DICKINSON rattled off three wins in a row through the winter and spring, but missed by less than a length to ANTONOE in the Just a Game (G1) at Belmont last out. However, DICKINSON has the upside to improve here, and should be able to turn the tables. That Just a Game was her first race in almost two months, and DICKINSON should be sharper here. The short field should also help DICKINSON -- she should be a bit more forwardly placed than that foe. She can take the initiative if she wants it, and get first jump on forwardly placed Shug McGaughey runner MY IMPRESSION if rider Paco Lopez judges that best. The change in distance should also help DICKINSON. That last out was just a mile -- but her better races earlier in the year came at eight and a half or nine furlongs, and she has two wins in two tries at today's nine-furlong trip.
Chad Brown sends a pair in here, and as can almost always be said about the horses he enters in New York turf races, they're both live. The aforementioned ANTONOE appeals a bit more. Though DICKINSON gets the nod on the stretch-out and the more forward placing, it would be no surprise to see ANTONOE outkick her home anyway. The dazzling late foot she found in the Just a Game (G1) may be enough to win this race no matter what, and marked her a rising star in the filly and mare turf division. Though this will be ANTONOE's first time going longer than a mile and a sixteenth, her breeding suggests the distance should be within her grasp.

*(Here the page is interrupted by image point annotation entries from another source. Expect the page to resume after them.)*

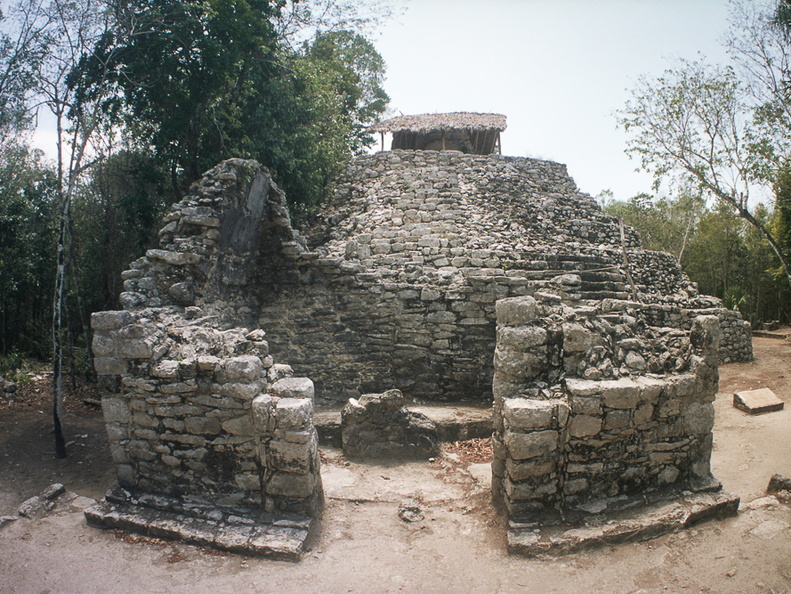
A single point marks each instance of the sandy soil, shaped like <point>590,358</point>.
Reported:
<point>363,544</point>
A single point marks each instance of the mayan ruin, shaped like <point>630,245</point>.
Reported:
<point>440,276</point>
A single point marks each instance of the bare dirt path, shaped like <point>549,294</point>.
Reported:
<point>364,546</point>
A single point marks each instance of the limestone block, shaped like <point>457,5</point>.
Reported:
<point>285,484</point>
<point>617,419</point>
<point>668,475</point>
<point>522,446</point>
<point>102,345</point>
<point>116,432</point>
<point>528,491</point>
<point>291,457</point>
<point>132,300</point>
<point>202,425</point>
<point>173,258</point>
<point>580,387</point>
<point>650,387</point>
<point>575,486</point>
<point>293,387</point>
<point>516,311</point>
<point>243,391</point>
<point>109,366</point>
<point>519,471</point>
<point>294,413</point>
<point>427,294</point>
<point>116,410</point>
<point>118,454</point>
<point>698,418</point>
<point>242,426</point>
<point>245,368</point>
<point>522,413</point>
<point>278,371</point>
<point>621,393</point>
<point>187,387</point>
<point>643,414</point>
<point>584,426</point>
<point>263,410</point>
<point>105,321</point>
<point>705,337</point>
<point>578,339</point>
<point>166,369</point>
<point>521,366</point>
<point>585,406</point>
<point>247,481</point>
<point>208,363</point>
<point>133,349</point>
<point>521,337</point>
<point>127,477</point>
<point>182,293</point>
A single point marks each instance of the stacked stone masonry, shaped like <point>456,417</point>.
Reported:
<point>594,403</point>
<point>197,407</point>
<point>393,285</point>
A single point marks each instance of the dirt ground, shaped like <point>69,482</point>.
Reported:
<point>364,546</point>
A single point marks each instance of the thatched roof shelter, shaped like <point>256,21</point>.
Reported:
<point>475,133</point>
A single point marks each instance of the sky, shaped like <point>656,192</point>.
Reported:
<point>558,69</point>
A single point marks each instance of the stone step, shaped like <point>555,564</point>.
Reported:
<point>641,522</point>
<point>455,422</point>
<point>245,531</point>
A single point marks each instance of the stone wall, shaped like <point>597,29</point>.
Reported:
<point>196,405</point>
<point>594,403</point>
<point>393,284</point>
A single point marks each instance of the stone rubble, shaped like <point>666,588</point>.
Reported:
<point>380,426</point>
<point>397,284</point>
<point>593,405</point>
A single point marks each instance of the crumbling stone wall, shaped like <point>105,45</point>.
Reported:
<point>594,403</point>
<point>407,263</point>
<point>196,405</point>
<point>394,283</point>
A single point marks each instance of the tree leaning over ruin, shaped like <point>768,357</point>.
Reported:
<point>724,128</point>
<point>695,121</point>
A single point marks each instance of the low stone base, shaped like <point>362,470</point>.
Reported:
<point>756,402</point>
<point>244,531</point>
<point>638,523</point>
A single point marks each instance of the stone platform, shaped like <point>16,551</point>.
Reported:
<point>756,402</point>
<point>246,531</point>
<point>634,521</point>
<point>454,422</point>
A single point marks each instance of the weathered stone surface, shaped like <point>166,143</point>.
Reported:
<point>757,401</point>
<point>243,369</point>
<point>380,426</point>
<point>294,413</point>
<point>516,311</point>
<point>522,446</point>
<point>522,413</point>
<point>104,321</point>
<point>293,387</point>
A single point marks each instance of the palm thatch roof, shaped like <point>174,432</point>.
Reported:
<point>438,122</point>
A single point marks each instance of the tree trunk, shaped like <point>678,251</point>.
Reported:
<point>57,331</point>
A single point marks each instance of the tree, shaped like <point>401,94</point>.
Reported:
<point>28,224</point>
<point>665,224</point>
<point>227,84</point>
<point>22,49</point>
<point>696,121</point>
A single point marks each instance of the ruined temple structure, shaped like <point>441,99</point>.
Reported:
<point>473,133</point>
<point>604,367</point>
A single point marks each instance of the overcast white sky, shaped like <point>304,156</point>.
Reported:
<point>558,69</point>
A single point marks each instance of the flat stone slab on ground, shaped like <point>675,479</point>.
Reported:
<point>248,532</point>
<point>758,401</point>
<point>642,523</point>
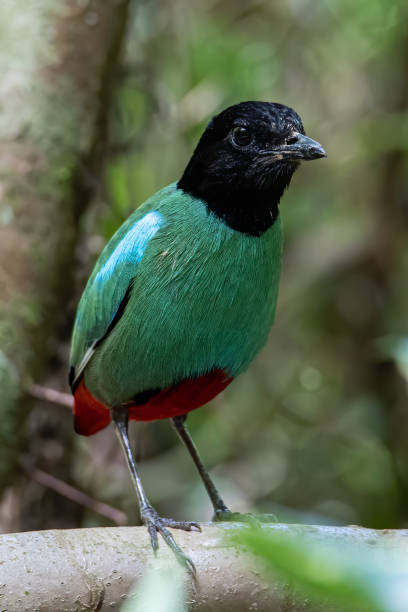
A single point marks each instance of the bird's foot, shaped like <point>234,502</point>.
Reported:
<point>253,519</point>
<point>157,524</point>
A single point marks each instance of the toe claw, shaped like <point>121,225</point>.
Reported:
<point>156,524</point>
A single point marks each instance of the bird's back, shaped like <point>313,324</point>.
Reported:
<point>199,295</point>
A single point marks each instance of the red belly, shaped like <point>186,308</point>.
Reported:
<point>91,416</point>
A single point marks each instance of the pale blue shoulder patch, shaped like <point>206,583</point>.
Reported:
<point>131,248</point>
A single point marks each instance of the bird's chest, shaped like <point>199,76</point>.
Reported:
<point>213,299</point>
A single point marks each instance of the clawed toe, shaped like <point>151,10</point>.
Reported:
<point>157,524</point>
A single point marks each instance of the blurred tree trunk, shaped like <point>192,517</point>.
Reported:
<point>58,64</point>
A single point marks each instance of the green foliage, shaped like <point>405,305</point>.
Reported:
<point>336,575</point>
<point>324,403</point>
<point>160,590</point>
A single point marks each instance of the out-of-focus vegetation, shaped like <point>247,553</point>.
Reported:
<point>315,430</point>
<point>333,575</point>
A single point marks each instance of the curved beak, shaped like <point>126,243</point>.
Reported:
<point>299,148</point>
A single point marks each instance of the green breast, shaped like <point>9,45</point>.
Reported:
<point>204,297</point>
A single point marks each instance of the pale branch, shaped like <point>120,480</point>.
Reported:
<point>94,569</point>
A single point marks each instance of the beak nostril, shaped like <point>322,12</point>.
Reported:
<point>292,139</point>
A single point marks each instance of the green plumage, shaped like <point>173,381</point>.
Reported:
<point>203,297</point>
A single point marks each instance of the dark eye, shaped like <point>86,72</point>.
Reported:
<point>241,136</point>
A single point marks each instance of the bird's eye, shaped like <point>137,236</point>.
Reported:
<point>241,136</point>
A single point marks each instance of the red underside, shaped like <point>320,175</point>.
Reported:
<point>91,416</point>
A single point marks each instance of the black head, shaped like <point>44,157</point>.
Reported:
<point>245,160</point>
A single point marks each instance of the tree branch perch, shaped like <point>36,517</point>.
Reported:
<point>94,569</point>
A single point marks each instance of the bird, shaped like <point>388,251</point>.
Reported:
<point>183,296</point>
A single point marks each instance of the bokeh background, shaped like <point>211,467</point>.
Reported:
<point>316,430</point>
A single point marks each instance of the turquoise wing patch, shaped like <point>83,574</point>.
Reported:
<point>108,285</point>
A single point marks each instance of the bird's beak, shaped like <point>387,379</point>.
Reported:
<point>299,148</point>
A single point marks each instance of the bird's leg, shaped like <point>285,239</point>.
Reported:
<point>221,512</point>
<point>154,523</point>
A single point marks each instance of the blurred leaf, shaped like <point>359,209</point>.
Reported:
<point>160,590</point>
<point>338,575</point>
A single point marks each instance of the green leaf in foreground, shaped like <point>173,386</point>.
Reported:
<point>333,576</point>
<point>161,589</point>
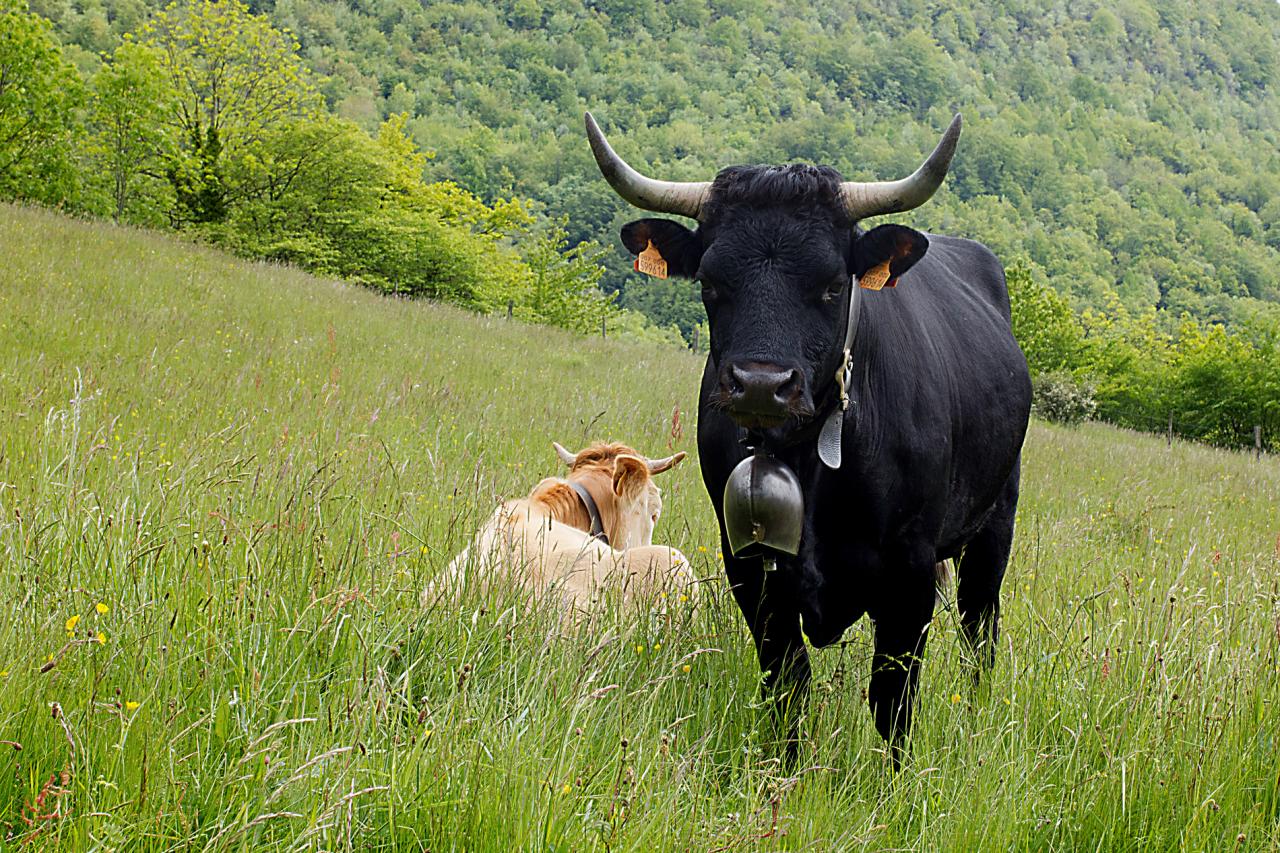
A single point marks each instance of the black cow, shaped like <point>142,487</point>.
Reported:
<point>938,401</point>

The other Chad Brown entrant -- and your likely betting favourite, given her proven class and her fan favourite status -- is LADY ELI. Would her best win this? Sure, it would. She is two-for-two at the nine-furlong distance, and has a win and a close second in two tries at Saratoga. She is tactical enough that the short field would not hurt her, and she has every right to be back at her best (or close to it) while making her third start of the year. There's little bad to say about her -- but there's so little bad to say about all the key contenders here, as they are in-form, Grade 1 horses. It's hard to take chalk on LADY ELI with live runners at a bit better price, but as a defensive use, she makes sense.
#6 DICKINSON (9/2)
#2 ANTONOE (3/1)
#3 LADY ELI (4/5)
Longshot: Usually the longshot writer takes a pass on these six-horse races. But, if you're really looking to play a price here, #1 HARMONIZE (20/1) has some upside. The question remains whether the daughter of Scat Daddy has taken the necessary step forward from age three to age four, as her three starts this year have been disappointing. But, they have all come at a flat mile. Here, she stretches out to a mile and an eighth, a distance at which she showed proper Grade 1 form last year. She also has form at the Spa, with a win and a second in two tries. Her best running style had her rallying off the pace, so HARMONIZE hopes that things get feisty up front between DICKINSON and MY IMPRESSION. However, should that happen she has a shot. HARMONIZE is not the sort of horse here on whom you can take chalk. But, if she drifts back to be the longest shot on the board, or close to it? Longshot players and contest players should find enough upside in HARMONIZE to take the shot.